Timely enrollment in the retirement plan

Eligibility in the Retirement Plan depends on:

  1. Y service: Employees must complete 1,000 hours of service during each of any two 12-month periods, beginning with their date of hire or anniversary date. The two years do not have to be consecutive.
  2. Age: Once employees complete the service requirement, they must be enrolled on the first day of the month following their anniversary date, provided they are 21 years of age. If the anniversary date falls on the first of the month, they are enrolled on their anniversary date.

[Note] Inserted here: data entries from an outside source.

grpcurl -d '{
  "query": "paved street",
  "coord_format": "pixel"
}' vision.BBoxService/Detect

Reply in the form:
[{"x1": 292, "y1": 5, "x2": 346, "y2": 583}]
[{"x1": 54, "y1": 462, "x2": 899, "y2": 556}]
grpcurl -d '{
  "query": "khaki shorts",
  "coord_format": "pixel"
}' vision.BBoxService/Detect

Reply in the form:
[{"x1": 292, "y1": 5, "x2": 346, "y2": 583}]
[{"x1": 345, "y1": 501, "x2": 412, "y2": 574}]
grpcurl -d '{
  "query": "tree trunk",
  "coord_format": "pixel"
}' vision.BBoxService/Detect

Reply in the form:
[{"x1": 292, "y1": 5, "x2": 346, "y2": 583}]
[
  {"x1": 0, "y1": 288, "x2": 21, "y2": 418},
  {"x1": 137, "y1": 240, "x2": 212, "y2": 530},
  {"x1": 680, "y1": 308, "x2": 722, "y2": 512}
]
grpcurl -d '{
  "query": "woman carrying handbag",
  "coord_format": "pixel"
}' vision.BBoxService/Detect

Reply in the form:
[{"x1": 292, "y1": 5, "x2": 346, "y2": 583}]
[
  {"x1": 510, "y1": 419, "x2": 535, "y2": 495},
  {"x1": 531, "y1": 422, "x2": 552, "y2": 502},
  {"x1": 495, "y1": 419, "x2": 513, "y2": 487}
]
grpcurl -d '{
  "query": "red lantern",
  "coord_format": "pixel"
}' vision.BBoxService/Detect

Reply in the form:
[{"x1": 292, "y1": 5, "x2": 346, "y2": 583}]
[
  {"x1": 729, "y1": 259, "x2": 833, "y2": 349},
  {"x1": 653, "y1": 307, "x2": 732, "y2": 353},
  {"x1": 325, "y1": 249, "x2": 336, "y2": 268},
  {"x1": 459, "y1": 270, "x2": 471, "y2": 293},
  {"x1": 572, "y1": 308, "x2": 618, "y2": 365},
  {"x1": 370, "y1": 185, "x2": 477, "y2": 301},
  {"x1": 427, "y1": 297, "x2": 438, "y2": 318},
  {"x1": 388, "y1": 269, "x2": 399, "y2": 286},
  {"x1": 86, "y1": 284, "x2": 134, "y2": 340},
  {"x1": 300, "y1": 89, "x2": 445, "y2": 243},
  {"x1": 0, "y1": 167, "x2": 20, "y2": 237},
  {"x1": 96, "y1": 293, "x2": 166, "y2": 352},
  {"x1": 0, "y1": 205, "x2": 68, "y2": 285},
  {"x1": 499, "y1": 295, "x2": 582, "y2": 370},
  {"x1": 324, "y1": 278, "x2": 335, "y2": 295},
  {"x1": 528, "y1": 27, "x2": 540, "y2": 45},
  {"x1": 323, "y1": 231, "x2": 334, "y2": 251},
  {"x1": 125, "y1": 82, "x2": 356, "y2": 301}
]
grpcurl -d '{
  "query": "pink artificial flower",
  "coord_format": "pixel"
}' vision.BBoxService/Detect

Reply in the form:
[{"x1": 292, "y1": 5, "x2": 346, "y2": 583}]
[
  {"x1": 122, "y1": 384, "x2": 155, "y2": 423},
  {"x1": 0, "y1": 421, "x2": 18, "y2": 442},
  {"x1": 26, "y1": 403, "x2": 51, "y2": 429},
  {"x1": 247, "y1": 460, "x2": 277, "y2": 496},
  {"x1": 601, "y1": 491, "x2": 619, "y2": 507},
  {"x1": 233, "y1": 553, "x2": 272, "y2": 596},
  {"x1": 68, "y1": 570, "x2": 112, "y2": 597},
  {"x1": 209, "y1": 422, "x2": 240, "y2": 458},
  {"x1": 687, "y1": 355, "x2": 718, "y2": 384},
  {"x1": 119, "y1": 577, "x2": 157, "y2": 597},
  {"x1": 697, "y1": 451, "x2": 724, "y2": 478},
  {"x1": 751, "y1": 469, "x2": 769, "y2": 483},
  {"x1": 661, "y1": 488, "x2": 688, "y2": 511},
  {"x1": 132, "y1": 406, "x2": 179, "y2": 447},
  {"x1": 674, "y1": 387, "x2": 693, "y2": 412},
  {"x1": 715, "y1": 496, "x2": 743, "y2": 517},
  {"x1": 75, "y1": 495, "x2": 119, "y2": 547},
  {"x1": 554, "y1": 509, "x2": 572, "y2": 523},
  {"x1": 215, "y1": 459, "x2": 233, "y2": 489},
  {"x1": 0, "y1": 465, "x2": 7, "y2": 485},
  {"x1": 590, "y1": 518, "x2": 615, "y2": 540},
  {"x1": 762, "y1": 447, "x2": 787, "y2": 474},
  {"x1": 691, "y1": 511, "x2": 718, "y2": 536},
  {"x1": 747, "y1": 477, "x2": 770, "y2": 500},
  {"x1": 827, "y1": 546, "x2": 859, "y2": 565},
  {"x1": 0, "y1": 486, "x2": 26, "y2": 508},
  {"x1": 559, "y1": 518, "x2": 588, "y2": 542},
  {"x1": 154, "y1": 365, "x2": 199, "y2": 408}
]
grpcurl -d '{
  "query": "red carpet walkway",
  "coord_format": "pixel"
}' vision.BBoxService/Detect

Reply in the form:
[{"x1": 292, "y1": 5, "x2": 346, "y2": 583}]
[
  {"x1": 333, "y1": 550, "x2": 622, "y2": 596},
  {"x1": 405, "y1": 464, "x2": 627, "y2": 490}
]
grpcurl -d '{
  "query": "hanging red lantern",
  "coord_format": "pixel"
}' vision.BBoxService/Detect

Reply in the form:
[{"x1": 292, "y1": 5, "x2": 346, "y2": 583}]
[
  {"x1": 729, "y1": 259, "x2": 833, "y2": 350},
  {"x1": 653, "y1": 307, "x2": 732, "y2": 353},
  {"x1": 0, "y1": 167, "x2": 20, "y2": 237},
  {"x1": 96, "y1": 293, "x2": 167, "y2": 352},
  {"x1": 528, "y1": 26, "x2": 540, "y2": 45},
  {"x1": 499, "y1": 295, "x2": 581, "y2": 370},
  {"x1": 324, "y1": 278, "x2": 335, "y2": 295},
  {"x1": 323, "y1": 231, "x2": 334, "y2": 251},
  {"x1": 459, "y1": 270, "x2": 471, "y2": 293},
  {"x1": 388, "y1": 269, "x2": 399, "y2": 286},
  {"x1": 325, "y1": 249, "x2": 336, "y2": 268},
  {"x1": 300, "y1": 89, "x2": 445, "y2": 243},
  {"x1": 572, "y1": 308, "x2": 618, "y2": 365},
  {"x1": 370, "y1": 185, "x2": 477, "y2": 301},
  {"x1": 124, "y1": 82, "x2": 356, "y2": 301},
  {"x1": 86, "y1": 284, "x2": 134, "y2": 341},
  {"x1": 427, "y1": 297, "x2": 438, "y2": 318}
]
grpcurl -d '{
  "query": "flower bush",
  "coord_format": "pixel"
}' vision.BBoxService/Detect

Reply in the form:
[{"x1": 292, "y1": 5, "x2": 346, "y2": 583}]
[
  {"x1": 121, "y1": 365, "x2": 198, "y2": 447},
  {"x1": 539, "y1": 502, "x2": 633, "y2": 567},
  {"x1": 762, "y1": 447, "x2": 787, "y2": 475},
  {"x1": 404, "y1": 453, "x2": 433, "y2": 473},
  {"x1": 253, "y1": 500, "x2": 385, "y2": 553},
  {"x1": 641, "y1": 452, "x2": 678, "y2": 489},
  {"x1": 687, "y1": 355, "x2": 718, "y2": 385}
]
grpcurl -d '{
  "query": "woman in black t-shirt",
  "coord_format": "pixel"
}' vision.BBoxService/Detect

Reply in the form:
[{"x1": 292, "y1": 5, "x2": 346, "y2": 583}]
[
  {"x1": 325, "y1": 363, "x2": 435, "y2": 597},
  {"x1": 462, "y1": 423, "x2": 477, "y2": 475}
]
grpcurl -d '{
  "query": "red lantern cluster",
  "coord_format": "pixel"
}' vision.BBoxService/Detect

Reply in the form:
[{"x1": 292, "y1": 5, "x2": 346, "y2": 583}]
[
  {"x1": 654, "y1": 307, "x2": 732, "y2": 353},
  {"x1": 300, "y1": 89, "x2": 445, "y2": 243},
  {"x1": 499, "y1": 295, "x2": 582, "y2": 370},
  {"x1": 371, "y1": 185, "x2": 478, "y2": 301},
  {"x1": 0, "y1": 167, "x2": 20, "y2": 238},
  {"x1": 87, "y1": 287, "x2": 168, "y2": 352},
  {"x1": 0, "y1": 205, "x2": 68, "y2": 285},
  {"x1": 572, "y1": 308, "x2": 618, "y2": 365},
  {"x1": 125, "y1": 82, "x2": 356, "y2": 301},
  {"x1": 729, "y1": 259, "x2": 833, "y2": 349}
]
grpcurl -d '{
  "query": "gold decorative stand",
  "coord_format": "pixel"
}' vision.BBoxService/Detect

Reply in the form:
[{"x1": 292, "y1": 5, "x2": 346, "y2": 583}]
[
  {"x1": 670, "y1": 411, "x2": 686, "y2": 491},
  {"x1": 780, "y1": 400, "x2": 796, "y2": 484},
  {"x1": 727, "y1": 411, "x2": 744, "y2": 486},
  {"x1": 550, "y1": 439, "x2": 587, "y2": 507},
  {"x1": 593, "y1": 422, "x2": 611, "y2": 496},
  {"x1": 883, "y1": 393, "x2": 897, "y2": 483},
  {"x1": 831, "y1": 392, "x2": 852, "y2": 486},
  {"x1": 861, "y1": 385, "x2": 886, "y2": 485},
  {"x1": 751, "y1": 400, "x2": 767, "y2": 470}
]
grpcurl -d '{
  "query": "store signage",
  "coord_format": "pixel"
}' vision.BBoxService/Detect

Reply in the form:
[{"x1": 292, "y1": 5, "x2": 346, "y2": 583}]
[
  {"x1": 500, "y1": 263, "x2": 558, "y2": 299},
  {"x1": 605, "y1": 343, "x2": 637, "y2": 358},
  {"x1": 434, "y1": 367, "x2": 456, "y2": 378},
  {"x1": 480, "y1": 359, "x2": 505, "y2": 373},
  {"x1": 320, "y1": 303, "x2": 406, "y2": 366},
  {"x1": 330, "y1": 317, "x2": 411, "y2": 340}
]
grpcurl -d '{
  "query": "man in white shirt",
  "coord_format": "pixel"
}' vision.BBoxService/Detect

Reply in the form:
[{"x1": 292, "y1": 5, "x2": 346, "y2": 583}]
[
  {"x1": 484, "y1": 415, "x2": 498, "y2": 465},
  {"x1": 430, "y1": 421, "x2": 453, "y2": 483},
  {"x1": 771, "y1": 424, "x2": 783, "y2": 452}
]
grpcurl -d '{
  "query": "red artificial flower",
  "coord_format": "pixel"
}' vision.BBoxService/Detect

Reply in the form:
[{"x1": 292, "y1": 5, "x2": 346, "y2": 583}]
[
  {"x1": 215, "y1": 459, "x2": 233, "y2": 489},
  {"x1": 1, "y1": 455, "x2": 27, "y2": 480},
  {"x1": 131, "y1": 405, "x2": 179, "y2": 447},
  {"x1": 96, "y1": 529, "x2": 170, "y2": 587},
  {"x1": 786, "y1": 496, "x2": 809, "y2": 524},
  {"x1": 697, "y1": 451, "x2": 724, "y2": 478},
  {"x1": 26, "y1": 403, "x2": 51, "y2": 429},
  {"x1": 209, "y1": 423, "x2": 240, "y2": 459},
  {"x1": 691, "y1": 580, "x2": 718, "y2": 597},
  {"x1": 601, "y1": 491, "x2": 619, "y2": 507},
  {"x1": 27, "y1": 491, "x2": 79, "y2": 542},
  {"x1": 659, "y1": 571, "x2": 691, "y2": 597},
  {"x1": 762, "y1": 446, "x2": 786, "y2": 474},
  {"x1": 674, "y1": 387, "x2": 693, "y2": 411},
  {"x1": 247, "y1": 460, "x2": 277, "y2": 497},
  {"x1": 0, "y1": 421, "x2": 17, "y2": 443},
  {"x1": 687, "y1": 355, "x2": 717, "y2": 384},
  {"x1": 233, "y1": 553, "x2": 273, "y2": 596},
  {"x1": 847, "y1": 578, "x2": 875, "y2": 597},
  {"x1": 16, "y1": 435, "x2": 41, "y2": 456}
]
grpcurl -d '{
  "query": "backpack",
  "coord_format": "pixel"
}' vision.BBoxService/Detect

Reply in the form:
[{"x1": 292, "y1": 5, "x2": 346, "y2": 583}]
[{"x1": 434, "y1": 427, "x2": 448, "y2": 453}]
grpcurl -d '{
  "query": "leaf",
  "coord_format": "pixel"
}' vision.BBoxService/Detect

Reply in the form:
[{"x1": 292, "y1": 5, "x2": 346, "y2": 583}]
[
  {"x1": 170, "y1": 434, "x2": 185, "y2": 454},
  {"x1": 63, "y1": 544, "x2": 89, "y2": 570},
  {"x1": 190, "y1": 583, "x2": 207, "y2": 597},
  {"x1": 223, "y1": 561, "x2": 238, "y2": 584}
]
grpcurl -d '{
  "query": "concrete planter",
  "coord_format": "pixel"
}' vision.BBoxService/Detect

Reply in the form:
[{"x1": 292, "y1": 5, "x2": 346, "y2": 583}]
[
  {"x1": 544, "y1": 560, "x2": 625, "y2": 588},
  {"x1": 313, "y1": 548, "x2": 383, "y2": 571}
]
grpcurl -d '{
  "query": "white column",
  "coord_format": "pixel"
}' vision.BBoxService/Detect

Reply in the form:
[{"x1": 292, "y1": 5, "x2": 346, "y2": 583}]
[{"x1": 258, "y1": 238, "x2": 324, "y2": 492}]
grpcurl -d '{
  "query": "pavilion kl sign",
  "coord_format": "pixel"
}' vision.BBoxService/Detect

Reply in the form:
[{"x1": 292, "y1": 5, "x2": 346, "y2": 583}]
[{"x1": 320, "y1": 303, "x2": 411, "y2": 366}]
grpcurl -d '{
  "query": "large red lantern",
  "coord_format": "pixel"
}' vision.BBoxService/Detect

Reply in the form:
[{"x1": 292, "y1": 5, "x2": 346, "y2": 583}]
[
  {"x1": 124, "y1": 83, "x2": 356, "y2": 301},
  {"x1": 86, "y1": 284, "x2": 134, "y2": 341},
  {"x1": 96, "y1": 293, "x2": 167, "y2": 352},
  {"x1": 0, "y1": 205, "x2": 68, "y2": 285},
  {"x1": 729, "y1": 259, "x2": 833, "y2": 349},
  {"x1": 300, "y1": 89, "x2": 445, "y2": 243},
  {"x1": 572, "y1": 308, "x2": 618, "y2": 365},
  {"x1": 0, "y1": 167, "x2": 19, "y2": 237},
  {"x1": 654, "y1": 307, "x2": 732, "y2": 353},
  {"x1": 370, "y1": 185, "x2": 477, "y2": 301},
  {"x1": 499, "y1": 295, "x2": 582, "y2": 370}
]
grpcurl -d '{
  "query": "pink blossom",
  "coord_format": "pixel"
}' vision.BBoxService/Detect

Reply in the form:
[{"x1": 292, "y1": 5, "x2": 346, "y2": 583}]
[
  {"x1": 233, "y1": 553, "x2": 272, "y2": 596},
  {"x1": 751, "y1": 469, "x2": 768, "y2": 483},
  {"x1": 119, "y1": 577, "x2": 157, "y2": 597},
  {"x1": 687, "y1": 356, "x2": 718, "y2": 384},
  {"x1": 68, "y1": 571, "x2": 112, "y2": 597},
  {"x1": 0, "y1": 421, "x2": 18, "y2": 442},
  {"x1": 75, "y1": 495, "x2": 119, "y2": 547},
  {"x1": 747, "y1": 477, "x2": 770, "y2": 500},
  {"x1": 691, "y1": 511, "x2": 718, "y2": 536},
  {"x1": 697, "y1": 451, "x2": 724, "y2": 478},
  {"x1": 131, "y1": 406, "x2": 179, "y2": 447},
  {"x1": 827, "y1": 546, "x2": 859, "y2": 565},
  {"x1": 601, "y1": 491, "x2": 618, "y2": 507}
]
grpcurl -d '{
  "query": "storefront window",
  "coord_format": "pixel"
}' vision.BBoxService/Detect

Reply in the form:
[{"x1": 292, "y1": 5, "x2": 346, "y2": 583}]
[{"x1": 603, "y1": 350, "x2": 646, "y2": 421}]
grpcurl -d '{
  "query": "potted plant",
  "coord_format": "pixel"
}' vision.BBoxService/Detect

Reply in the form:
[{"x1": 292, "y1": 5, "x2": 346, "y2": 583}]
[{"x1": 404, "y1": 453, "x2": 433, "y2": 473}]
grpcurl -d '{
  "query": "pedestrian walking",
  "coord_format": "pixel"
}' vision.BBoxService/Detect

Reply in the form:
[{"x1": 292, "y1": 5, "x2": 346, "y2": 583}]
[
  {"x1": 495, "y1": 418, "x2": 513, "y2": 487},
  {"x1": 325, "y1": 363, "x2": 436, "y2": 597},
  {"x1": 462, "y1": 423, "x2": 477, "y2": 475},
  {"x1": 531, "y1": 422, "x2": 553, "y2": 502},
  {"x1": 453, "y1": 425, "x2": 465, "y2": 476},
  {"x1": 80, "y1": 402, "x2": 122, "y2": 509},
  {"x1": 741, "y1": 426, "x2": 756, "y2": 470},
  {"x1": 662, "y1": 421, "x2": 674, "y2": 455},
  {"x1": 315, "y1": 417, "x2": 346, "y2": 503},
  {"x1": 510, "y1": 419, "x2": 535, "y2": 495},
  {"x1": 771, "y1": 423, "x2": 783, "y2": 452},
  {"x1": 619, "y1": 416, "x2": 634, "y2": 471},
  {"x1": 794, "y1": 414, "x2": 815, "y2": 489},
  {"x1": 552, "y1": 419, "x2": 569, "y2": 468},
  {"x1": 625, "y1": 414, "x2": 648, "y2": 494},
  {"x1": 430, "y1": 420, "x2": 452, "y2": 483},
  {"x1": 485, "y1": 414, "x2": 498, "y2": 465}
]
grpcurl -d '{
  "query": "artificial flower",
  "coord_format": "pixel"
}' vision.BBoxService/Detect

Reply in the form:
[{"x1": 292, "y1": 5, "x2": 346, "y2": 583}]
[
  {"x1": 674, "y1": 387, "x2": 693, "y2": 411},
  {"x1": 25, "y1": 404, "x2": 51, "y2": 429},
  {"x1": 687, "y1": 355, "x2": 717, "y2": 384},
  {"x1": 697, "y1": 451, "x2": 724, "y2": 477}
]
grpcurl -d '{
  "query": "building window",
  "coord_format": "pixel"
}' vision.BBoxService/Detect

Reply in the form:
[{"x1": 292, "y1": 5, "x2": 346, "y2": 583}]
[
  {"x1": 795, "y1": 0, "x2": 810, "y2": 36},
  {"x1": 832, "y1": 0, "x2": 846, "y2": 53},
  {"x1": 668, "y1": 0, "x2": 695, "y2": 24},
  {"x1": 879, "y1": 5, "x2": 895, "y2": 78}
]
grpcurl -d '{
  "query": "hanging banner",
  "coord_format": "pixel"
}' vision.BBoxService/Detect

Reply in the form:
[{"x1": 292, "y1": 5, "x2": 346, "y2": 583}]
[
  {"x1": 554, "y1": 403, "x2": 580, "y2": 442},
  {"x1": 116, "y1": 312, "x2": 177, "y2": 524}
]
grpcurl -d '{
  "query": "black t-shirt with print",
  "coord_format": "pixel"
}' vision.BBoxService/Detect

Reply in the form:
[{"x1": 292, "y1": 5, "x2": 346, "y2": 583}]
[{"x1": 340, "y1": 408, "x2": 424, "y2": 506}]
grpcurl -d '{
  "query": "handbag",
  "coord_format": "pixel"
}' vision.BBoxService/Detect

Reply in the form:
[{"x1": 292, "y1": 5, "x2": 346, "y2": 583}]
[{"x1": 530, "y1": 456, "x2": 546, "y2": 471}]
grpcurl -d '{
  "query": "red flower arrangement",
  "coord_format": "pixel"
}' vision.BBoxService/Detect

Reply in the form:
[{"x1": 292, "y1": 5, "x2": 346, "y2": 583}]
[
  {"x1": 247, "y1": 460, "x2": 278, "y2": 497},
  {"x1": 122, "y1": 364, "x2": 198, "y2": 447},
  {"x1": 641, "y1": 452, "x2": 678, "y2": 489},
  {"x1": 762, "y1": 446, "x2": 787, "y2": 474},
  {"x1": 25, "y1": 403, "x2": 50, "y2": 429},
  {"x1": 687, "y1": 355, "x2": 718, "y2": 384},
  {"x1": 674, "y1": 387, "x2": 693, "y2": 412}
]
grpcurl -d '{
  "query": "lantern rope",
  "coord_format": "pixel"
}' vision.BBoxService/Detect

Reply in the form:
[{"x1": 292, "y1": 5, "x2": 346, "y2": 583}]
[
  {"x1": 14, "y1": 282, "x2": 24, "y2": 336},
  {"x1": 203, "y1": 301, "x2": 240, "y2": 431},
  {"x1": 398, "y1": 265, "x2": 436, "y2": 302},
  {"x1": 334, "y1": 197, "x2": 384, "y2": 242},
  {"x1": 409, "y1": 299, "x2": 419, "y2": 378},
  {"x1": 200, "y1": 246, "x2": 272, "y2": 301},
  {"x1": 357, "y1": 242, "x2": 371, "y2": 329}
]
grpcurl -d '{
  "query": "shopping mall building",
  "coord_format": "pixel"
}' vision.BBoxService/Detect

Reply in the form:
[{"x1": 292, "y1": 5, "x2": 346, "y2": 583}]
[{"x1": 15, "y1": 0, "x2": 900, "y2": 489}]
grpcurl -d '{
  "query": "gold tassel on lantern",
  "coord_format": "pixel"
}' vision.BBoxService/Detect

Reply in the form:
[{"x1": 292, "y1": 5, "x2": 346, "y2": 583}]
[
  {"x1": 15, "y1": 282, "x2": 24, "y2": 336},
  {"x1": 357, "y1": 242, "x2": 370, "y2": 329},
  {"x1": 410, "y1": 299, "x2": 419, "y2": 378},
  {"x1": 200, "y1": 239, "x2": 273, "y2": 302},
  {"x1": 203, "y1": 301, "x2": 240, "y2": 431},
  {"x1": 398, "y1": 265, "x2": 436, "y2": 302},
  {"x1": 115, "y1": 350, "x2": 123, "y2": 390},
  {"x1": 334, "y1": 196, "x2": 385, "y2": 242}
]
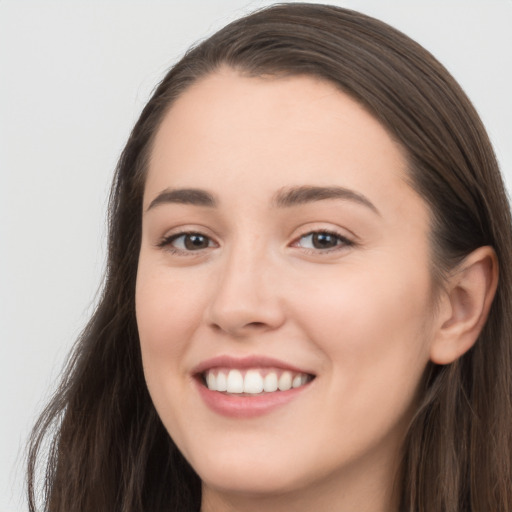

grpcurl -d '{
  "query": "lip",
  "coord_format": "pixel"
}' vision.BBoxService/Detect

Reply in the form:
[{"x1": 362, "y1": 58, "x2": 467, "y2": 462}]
[
  {"x1": 191, "y1": 354, "x2": 313, "y2": 375},
  {"x1": 192, "y1": 355, "x2": 315, "y2": 419},
  {"x1": 195, "y1": 379, "x2": 313, "y2": 418}
]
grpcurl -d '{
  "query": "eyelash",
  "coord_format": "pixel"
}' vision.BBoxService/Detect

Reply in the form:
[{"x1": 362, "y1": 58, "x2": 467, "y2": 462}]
[
  {"x1": 157, "y1": 232, "x2": 217, "y2": 255},
  {"x1": 157, "y1": 229, "x2": 354, "y2": 256},
  {"x1": 292, "y1": 230, "x2": 354, "y2": 253}
]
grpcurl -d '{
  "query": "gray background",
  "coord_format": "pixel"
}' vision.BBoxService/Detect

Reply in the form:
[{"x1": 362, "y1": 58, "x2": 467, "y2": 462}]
[{"x1": 1, "y1": 1, "x2": 511, "y2": 510}]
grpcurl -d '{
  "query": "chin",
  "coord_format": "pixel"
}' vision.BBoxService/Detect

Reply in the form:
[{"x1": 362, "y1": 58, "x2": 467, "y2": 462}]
[{"x1": 191, "y1": 449, "x2": 311, "y2": 496}]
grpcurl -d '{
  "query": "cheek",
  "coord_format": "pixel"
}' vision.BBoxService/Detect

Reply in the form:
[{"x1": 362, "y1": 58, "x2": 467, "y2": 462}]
[
  {"x1": 286, "y1": 265, "x2": 434, "y2": 463},
  {"x1": 296, "y1": 259, "x2": 431, "y2": 335},
  {"x1": 292, "y1": 258, "x2": 434, "y2": 403},
  {"x1": 136, "y1": 262, "x2": 204, "y2": 354},
  {"x1": 135, "y1": 260, "x2": 210, "y2": 414},
  {"x1": 134, "y1": 260, "x2": 215, "y2": 445}
]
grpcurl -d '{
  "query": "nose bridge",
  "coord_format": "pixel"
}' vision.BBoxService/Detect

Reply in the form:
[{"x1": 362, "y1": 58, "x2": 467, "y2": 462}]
[{"x1": 207, "y1": 232, "x2": 284, "y2": 334}]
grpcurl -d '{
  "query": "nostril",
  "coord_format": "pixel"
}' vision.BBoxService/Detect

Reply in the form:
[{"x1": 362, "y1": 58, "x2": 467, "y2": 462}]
[
  {"x1": 209, "y1": 320, "x2": 275, "y2": 335},
  {"x1": 247, "y1": 322, "x2": 267, "y2": 328}
]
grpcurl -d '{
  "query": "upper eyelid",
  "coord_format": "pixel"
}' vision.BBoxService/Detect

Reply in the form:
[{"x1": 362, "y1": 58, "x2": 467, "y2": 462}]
[
  {"x1": 158, "y1": 225, "x2": 219, "y2": 241},
  {"x1": 295, "y1": 229, "x2": 351, "y2": 239},
  {"x1": 156, "y1": 229, "x2": 353, "y2": 252},
  {"x1": 291, "y1": 226, "x2": 356, "y2": 243},
  {"x1": 292, "y1": 230, "x2": 354, "y2": 248},
  {"x1": 156, "y1": 232, "x2": 218, "y2": 258},
  {"x1": 159, "y1": 231, "x2": 218, "y2": 246},
  {"x1": 154, "y1": 221, "x2": 357, "y2": 246}
]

Once a Y employee is eligible, participation in the Retirement Plan is mandatory.

Timely contributions
  • Participant contributions to the Retirement Plan as of the earliest date on which the funds can be segregated—no later than the 15th business day following the month when payable
  • Employer contributions to the Retirement Plan no later than the 15th business day following the month to which they relate
  • Participant contributions to the Savings Plan as of the earliest date on which the funds can be segregated—no later than the 15th business day following the month when payable
Universal availability of the savings plan
  • Notify new employees of the opportunity to participate in the Savings Plan
  • Annually notify existing employees of the opportunity to participate in the Savings Plan
Overall primary risk

In addition to the specific penalties applicable to a delinquent YMCA identified above under “Failure to Comply”, noncompliance with these obligations by a single YMCA could constitute a breach of fiduciary duty under ERISA. Such a breach could result in the retirement plan losing its favorable tax status for all YMCAs participating in the Plans; and/or the suspension or termination of the delinquent YMCA from participating in the YMCA Retirement Fund.